Fortunately, they “corrected” it quickly to:

1045: And we’re off – Sarah Stevenson versus Maria del Rosario Espinoza of Mexico. Can the Doncaster lass keep her head while all around her are losing theirs’? The 20-year-old Mexican is the current world middleweight champion, a title she won in Beijing last year.

A couple of heinous errors from Ben Dirs, whose name is itself a stroke of genius.

Posted by Dan, 23 August, 2008 under Grammar | Life

‘I have never ended on an unstressed syllable!’

A fabulous article articulating the tension between journalists and sub-editors in the newspaper industry. Lots of sweariness, some beautiful humour and some artistically-crafted, unedited prose. Well worth a read.

Posted by Dan, 25 July, 2008 under Grammar | Life

Is that shoe pastry?

A wonderful miscorrection of the Economist by Stephen J. Dubner on his Freakonomics blog on the New York Times website.

In the extract below from the Economist’s London Stock Exchange index, he suggests that pasty should read pastry.

“In the hills north east of Mexico City it is not uncommon to find Cornish pasties for sale.”

Some research needed before you go correcting people, Stephen.

Posted by Dan, 8 July, 2008 under Grammar | Life

The Link’s effect

Lynx’s latest campaign tells us men that “Its good to mix things up”. Punctuation included, it seems.


The above screenshot from the Lynx website has addressed the error, albeit with the apostrophe quite clearly added as an afterthought; the TV is yet to catch up.
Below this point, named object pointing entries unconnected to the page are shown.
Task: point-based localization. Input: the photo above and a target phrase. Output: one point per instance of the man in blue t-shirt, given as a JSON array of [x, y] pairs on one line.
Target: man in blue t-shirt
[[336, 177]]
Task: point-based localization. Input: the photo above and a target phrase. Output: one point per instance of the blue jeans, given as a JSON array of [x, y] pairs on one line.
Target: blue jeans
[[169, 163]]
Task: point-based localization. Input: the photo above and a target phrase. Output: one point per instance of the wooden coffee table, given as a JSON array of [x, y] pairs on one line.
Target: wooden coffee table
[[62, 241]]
It reminds me of Cadbury’s Creme Egg slogan, which temporarily read “How do you eat your’s?”

Posted by Dan, 5 May, 2008 under Grammar | Life


I’ve recently started working on a project in which apostrophes are second-class citizens. In communications, they crop up where they shouldn’t, and they are distinctly lacking where they rightfully belong. The apostrophisation (Look it up! Actually, please don’t) or otherwise of its is a lottery, seemingly unconnected with context; an agenda is pluralised with an errant apostrophe, yet people in possession of stuff are merely pluralised.

Maybe my concern of 1998 that the apostrophe is a dying punctuation mark is coming true. But maybe not, given that it’s cropping up in places it shouldn’t. Hopefully my voting it one of the seven wonders of the modern world two years back will keep its profile sufficiently high to fight off its mis-use, and promote its place in our documents, below the @ sign on our UK keyboards, and below the in the US. Long may it reign.
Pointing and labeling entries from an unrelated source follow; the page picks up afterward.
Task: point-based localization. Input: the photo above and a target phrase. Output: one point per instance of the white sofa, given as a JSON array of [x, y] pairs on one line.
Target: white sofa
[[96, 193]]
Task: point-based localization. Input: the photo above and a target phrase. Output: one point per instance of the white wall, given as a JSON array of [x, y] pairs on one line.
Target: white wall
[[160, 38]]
Posted by Dan, 1 May, 2008 under Grammar | Life

King’s Cross

King’s Cross is slowly becoming Kings Cross. More and more establishments, some of them well-respected, are ignoring what I assume is the ownership of the cross by the King, deciding instead to imply an anger shared by a whole host of kings.

The recent movement of the King’s Cross Thameslink connection to St. Pancras has prompted whatever company is responsible to erect associated, apostrophe-free signage diverting its customers accordingly. I genuinely believe the trend is down to ignorance rather than defiance.

It will be another bitter blow to punctuation if and when London Underground adopts the trend, removing the apostrophe from the blue bar across its logo. I’m confident that this move is a long way off.